Sekitar pukul 09: 00 WP, korban tembak mati bertambah dua, sehingga
seluruhnya ada enam.
Salah satu dari korban tembak, Yulian Yeimo, akhirnya meninggal dari
rumah sakit saat menjalani perawatan medis.
Keluarga korban bersepakat untuk tidak mengubur 6 mayat hasil penembakan
gabungan TNI 753, Brimob dan Polisi. Mereka memutuskan menunggu kedatangan Kapolda
dan Kodam Papua untuk mempertanggungjawabkan tindakan anggotanya. Mayat dijejer
di lapangan Karel Gobai.
5 orang yang ditembak mati dan sudah bisa dipastikan, oleh gabungan
militer Indonesia, 17 orang lainnya luka tembak dan kritis.
SATU: Simon Degei berusia 18 Tahun. Ia sekolah siswa di SMA
Negeri I Paniai dan saat ini berada di kelas III. Ia di tembak mati ditempat
dan saat ini masih dijejer bersama mayat lainnya di lapangan sepak bola, Karel
Gobai.
DUA: Otianus Gobai. Ia berusia 18 Tahun. Ia siswa SMA Negeri I
Paniai kelas III, mengenakan baju sekolah, OSIS. Ia ditembak mati di tempat.
TIGA: Alpius Youw berusia 17 Tahun. Ia juga adalah siswa SMA
Negeri I Paniai kelas III. Tampak di foto, dia menggunakan baju olahraga biru.
Bersama tiga korban lainya, dia ditembak mati ditempat.
EMPAT: Yulian Yeimo berusia 17 Tahun. Ia siswa SMA Negeri
Paniai. Saat ini, berada di kelas I. ia meningga di RSUD Paniai.
KELIMA: Abia Gobai berumur 17 tahun. Ia juga siswa SMA Negeri
Paniai. Seperti 3 rekan yang lainnya, ia berada di kelas III. Abia ditemukan
tewas di kampung Kogekotu, sebelah lapangan terbang, sekitar 400 meter dari
kantor Polres Paniai. Mayat Abian Gobai telah dibawa ke rumah oleh keluarga.
Mayatnya tidak dijejer bersama mayat empat rekannya di lapangan sepakbola Karel
Gobay.
KEENAM: Ada penambahan korban.

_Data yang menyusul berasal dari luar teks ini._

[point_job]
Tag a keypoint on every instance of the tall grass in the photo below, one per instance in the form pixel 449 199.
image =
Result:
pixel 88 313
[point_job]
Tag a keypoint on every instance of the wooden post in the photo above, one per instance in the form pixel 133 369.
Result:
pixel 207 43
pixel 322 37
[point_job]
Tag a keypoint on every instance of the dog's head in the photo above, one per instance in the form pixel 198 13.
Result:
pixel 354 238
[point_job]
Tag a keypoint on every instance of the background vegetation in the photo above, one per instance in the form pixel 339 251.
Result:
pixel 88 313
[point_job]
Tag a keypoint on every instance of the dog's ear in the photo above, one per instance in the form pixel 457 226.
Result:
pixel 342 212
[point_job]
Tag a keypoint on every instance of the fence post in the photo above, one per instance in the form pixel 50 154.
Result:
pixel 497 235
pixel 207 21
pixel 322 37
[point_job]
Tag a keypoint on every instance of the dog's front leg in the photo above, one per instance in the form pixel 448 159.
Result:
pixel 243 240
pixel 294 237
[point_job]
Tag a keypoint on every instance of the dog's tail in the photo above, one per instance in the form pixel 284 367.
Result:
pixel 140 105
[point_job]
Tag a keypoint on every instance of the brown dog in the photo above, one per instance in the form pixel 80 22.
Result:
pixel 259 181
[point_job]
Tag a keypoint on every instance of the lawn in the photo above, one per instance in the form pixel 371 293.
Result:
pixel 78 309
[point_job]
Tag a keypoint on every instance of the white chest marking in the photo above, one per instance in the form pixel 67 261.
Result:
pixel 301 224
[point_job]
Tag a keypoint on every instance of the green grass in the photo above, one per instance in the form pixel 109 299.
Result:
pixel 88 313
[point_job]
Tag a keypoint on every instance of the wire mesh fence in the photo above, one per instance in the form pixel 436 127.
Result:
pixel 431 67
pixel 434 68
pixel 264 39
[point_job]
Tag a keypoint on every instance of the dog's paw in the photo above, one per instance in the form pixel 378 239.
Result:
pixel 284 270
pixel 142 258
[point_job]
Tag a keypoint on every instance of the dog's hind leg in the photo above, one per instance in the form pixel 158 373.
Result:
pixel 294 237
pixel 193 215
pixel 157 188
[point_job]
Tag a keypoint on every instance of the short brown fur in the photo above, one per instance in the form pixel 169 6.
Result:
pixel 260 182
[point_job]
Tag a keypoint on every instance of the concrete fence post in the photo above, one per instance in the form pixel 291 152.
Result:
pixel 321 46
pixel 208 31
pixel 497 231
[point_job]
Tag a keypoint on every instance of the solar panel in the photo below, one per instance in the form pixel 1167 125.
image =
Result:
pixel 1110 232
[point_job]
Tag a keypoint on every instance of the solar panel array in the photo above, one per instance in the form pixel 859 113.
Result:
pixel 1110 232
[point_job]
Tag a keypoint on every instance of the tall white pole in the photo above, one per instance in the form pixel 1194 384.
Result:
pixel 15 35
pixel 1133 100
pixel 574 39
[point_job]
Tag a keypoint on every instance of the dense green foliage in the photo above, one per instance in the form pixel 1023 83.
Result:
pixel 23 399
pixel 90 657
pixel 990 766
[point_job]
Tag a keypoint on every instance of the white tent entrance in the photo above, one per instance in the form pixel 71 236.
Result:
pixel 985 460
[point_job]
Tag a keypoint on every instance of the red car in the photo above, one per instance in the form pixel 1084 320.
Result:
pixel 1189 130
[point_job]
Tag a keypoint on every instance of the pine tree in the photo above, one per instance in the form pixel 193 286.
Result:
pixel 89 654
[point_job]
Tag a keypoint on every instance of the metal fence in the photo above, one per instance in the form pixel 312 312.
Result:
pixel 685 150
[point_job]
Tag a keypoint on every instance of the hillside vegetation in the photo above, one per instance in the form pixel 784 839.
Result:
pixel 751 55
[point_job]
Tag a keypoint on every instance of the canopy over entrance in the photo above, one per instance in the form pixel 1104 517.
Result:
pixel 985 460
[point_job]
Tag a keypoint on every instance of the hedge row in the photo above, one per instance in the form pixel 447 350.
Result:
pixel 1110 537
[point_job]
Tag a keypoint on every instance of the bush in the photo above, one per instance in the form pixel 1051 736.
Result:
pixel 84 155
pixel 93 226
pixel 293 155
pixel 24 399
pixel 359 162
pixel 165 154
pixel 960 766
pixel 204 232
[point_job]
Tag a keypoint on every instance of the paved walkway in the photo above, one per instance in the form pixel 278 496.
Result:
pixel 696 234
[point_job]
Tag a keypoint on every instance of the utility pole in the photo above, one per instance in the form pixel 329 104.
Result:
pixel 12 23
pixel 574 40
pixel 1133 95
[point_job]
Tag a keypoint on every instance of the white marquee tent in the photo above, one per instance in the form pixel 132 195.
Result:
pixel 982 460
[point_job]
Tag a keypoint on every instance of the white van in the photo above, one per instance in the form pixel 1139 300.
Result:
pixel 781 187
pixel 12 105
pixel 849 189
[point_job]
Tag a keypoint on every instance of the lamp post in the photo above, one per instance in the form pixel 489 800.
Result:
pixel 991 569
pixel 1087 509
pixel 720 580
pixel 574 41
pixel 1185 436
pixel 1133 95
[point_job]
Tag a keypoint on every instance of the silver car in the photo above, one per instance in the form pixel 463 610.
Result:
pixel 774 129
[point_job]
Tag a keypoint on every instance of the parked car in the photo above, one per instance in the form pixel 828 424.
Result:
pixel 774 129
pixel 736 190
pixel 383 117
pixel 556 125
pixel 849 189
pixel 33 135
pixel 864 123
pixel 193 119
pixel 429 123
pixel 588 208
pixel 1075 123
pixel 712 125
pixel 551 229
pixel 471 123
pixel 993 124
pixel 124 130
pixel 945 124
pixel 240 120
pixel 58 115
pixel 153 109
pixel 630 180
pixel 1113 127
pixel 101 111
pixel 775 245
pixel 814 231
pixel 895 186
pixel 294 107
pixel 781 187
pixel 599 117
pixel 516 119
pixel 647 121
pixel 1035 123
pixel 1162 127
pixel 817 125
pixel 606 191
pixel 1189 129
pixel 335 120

Dua mayat, baru ditemukan.
Jasatnya belum dipastikan. Dikarenakan, jaringan Telkomsel yang tidak aktif,
sehingga tidak bisa berkomunikasi.
Sementara 17 orang luka-luka kritis oleh karena, pukulan dari popor
senjata dan tembakan. Yaitu:
1. Oni Yeimo (Pemuda), dirawat di RSUD Paniai di Madi.
2. Yulian Mote (25 Tahun, PNS), dirawat di RSUD Paniai di Madi.
3. Oktovianus Gobai (Siswa SMP kelas I), dirawat di RSUD Paniai di
Madi.
4. Noak Gobai (Mahasiswa di STIKIP Semester V), dirawat di RSUD di
Madi.
5. Bernadus Magai Yogi (Siswa SD kelas IV), dirawat di RSUD Paniai
di Madi.
6. Akulian Degei (Siswa SMP kelas I), dirawat di RSUD Paniai di
Madi.
7. Agusta Degei (28 Tahun, Ibu Rumah Tangga), dirawat di RSUD
Paniai di Madi.
8. Andarias Dogopia (Pemuda), dirawat di RSUD Paniai di Madi.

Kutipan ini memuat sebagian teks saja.